Tanpa adanya guru, kata Jokowi, ia takkan jadi presiden. Moga Jokowi tak lupa, saya rakyat biasa dan bukan guru, juga menjadikannya Presiden, karena saya memilihnya dalam pilpres 2014. Sementara pesaingnya, diujung penghitungan suara, menarik diri alias kalah sebelum kalah yang sebenarnya.

Menurut Jokowi, kehadiran guru tak bisa digantikan robot pintar. Interaksi manusia dengan manusia akan membangun karakter manusia. Sama seperti sikapnya ketika Ahok dulu menghindari blusukan, dan membuat e-blusukan. Jokowi meyakini, blusukan secara real, ketemu manusia, itu penting.

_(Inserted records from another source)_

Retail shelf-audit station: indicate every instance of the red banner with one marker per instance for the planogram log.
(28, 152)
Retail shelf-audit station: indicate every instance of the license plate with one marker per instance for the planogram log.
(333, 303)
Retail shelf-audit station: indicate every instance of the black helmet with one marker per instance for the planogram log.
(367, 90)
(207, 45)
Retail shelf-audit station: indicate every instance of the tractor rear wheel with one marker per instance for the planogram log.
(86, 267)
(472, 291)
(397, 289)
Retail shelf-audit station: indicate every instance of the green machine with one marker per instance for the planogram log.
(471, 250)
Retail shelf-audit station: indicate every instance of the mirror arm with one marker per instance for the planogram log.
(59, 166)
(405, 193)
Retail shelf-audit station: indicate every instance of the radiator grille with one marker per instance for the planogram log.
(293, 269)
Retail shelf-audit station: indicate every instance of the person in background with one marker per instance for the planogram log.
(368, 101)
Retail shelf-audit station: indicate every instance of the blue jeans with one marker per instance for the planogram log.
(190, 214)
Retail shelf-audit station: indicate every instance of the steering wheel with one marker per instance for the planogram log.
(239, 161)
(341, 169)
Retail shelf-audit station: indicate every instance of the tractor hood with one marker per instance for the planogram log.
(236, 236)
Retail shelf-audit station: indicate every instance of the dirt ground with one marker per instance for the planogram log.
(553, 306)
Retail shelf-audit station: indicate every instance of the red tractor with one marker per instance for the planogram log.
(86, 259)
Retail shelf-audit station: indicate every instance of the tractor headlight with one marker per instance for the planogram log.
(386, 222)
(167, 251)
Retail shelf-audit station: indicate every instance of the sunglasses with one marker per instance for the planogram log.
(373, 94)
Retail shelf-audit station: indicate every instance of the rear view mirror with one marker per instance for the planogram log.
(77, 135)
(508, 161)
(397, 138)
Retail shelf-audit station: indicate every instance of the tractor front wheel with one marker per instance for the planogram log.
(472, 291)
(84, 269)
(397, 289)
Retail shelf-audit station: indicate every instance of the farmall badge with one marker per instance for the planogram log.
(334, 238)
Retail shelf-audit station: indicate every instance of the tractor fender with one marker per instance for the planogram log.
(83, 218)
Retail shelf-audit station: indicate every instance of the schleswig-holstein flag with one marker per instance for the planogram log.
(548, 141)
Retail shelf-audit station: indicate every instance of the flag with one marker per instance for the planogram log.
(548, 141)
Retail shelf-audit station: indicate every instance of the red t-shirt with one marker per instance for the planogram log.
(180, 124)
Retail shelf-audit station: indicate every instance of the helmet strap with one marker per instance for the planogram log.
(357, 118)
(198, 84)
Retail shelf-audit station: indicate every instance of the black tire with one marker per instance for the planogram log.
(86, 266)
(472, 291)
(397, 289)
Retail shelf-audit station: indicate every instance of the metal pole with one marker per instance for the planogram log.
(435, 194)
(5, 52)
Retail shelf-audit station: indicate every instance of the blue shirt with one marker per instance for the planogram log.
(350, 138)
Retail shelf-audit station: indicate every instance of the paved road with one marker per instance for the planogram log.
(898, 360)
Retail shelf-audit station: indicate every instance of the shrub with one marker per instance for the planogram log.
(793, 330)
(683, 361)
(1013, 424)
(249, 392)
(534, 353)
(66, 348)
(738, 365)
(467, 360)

Masalahnya, jika guru adalah ujung tombak (bagi lahirnya manusia Indonesia terdidik, yang harusnya tak mudah dibujuk politikus busuk berkedok agama), menurut Sri Mulyani anggaran pendidikan naik tapi kualitas turun. Di mana soalnya?

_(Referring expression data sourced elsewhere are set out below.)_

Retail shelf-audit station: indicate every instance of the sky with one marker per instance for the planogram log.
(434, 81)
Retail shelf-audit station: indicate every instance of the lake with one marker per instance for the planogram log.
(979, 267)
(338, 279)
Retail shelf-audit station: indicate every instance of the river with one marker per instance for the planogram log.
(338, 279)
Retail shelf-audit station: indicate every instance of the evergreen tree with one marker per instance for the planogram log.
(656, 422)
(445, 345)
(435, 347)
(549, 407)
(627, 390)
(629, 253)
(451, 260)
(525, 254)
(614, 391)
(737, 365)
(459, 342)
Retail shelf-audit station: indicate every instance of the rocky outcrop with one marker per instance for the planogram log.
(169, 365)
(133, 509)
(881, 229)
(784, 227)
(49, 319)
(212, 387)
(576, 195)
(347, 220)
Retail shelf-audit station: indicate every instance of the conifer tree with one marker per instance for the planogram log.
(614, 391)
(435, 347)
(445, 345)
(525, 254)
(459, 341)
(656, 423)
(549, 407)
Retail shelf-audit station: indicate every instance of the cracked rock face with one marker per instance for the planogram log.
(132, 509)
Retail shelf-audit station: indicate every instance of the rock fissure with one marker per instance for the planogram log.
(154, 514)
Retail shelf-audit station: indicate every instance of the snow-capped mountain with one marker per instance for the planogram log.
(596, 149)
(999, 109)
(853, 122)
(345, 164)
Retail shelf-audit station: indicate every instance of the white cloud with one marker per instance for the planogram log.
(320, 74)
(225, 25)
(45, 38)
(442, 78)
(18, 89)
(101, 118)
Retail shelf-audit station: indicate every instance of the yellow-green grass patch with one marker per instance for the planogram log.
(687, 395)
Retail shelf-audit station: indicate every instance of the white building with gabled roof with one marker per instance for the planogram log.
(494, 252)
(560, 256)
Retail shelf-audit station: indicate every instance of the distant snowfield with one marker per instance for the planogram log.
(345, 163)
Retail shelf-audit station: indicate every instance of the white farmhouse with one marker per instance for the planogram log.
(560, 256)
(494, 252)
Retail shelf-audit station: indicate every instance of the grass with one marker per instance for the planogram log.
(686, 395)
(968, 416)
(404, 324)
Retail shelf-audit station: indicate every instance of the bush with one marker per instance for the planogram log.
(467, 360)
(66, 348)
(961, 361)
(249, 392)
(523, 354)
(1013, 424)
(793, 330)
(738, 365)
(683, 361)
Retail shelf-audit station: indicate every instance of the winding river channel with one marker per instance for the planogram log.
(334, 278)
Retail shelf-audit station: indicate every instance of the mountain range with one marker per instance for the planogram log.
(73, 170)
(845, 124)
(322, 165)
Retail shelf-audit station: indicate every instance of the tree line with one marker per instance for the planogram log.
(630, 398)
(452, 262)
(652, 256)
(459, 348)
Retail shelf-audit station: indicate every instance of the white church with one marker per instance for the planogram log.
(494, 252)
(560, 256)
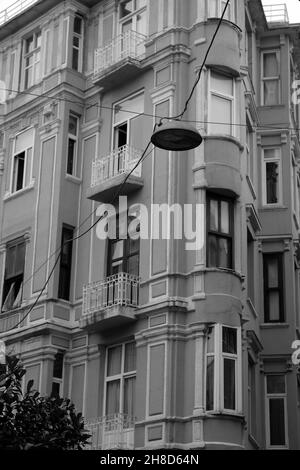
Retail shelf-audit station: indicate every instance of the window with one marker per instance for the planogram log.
(13, 277)
(272, 176)
(251, 398)
(65, 264)
(223, 369)
(133, 16)
(216, 8)
(22, 161)
(250, 266)
(57, 381)
(120, 380)
(273, 287)
(250, 150)
(219, 232)
(270, 87)
(32, 59)
(77, 43)
(221, 104)
(276, 411)
(72, 145)
(123, 255)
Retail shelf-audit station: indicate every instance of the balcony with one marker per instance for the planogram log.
(108, 174)
(276, 14)
(111, 302)
(111, 432)
(120, 60)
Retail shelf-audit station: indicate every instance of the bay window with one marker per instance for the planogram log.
(120, 378)
(223, 369)
(276, 411)
(221, 104)
(220, 229)
(270, 79)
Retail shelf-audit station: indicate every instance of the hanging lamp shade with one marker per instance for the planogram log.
(177, 136)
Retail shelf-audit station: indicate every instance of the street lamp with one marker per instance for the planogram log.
(176, 135)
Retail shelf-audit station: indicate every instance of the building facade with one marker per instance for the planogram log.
(158, 345)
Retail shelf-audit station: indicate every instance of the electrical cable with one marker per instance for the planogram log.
(141, 159)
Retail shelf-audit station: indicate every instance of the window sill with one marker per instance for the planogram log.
(272, 207)
(265, 326)
(9, 196)
(74, 179)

Guru juga manusia. Apalagi guru yang semula tak bercita-cita jadi guru (atau hanya karena tak diterima di universitas idaman, daripada ijazah dianggurin, mendingan diapelin). Kata guru kemudian sebagaimana status sosial atau profesi lainnya. Orientasinya bisa cem-macem.

Guru bisa digugu dan ditiru (dipercaya dan dicontoh)? Bisa. Yang baik tentu. Celakanya, guru yang buruk juga bisa dipercaya dan dicontoh. Apalagi tak sedikit guru yang tak bisa mendidik. Nah, coba ngomongin soal kualitas pendidikan, bukan hanya anggaran pendidikan seperti menteri-menterinya di masa lalu.

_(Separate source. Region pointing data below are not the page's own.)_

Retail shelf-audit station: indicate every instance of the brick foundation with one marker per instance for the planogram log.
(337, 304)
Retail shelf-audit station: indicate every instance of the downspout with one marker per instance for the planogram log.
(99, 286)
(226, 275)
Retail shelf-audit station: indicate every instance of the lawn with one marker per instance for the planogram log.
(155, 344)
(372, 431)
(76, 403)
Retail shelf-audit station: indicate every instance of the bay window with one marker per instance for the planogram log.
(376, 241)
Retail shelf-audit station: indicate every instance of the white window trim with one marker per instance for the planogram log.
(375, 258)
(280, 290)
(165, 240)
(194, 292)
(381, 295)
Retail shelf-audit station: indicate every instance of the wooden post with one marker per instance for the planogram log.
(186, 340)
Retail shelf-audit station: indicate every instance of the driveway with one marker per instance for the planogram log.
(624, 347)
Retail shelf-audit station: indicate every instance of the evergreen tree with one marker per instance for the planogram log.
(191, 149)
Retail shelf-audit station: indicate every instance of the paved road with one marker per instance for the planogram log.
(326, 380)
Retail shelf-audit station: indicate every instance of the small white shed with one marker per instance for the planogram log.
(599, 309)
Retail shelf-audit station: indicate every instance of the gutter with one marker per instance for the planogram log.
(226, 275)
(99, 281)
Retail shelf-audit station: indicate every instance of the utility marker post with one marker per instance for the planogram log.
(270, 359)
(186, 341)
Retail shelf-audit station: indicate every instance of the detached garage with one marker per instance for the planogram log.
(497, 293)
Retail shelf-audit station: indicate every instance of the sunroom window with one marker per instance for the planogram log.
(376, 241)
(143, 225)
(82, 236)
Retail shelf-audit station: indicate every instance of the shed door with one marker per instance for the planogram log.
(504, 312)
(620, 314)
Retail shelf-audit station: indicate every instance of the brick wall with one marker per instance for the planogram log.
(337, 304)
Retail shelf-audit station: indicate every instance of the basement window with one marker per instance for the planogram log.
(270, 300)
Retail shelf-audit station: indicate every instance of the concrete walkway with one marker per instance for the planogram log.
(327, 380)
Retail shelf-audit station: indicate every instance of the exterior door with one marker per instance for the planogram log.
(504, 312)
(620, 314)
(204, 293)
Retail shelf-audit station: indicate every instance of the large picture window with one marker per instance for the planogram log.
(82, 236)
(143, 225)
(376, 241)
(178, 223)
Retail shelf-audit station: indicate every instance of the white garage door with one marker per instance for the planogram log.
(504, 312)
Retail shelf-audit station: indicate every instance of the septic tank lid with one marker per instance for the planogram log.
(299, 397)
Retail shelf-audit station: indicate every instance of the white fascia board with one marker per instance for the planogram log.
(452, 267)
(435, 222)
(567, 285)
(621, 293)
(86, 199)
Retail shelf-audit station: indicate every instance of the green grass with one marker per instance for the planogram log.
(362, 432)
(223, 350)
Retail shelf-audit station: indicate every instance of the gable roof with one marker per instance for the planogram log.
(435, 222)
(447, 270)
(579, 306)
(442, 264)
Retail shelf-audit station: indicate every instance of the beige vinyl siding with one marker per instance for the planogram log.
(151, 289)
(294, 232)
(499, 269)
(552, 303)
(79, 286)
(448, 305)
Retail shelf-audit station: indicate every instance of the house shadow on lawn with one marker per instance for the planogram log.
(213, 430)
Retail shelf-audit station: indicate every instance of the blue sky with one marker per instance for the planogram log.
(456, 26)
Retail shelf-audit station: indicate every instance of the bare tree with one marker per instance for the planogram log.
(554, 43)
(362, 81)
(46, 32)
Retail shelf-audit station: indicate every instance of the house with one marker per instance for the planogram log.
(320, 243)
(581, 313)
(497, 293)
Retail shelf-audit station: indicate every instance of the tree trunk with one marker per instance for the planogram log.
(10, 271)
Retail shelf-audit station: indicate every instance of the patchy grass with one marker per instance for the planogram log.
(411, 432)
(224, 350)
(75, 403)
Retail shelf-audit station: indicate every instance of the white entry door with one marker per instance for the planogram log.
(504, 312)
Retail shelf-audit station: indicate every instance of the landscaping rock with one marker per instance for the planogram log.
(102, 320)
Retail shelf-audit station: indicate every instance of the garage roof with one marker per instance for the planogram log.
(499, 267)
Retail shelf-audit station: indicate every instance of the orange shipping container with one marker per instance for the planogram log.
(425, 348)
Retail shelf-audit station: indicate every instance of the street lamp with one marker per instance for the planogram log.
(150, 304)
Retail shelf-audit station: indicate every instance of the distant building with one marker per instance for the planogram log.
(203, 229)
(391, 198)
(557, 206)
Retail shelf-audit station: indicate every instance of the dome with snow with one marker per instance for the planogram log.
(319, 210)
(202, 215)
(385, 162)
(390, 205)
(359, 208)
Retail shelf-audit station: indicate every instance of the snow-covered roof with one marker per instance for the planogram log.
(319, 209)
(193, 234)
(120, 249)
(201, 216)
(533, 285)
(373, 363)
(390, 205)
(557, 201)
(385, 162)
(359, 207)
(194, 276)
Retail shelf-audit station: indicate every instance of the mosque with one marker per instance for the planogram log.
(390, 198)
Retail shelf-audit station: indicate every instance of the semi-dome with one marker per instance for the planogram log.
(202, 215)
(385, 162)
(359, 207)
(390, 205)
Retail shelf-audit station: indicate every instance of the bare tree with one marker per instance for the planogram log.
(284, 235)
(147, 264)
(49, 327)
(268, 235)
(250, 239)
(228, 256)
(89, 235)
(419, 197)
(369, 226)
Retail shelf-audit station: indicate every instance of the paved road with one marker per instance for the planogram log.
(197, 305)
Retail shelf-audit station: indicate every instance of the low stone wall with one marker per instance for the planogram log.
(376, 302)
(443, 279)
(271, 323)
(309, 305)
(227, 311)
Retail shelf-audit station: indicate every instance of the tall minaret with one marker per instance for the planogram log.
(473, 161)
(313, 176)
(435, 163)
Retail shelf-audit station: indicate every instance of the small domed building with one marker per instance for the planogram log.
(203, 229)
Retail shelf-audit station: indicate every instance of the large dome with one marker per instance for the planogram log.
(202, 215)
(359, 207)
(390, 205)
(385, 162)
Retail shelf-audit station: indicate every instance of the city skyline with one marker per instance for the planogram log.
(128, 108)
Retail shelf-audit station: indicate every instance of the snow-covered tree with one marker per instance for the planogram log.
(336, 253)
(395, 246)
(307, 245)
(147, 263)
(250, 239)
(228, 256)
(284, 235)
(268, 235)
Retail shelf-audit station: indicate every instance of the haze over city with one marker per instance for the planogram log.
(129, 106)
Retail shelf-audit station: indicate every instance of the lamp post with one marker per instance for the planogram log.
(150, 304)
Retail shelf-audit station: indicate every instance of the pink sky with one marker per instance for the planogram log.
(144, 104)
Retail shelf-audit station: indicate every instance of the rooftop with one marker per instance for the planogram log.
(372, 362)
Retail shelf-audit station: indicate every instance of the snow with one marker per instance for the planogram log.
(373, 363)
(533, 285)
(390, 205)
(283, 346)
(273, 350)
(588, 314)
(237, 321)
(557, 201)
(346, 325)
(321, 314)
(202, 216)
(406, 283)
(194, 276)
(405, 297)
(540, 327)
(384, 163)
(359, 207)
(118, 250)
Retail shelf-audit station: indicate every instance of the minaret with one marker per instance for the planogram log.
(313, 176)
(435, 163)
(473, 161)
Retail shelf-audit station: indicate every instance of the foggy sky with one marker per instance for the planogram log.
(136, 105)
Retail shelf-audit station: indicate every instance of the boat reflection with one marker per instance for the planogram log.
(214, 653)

Maka, buat apa membuat Indonesia Mengajar, jika orientasinya hanya proyek ekonomi? Buat apa menyodorkan seseorang menjadi imam besar umat Indonesia, sementara nyalinya kecil. Jika tendensinya politik, dan apalagi cuma sekedar duit, maling ayam dan ayamnya pun akan ketawa bareng. Yang suka menyodor-nyodorkan nilai diri serta membanggakan diri sebagai guru dan imam, sejatinya tukang kompor bunuh diri massal.

Jika guru tak bisa menjadi guru, imam besar tak bisa menjadi imam kecil (apalagi besar), Indonesia hanya bisa berharap pada bangkitnya kesadaran pribadi, rakyat Indonesia pemilik kedaulatan itu. Rakyat yang berdaya, yang sadar bahwa mau guru kek, presiden kek, imam besar kek, jika mereka tak bekerja dengan tulus, hanya cari panggung dan duit, saatnya ditinggalkan. Otodidak, atau menjadi imam diri kita sendiri.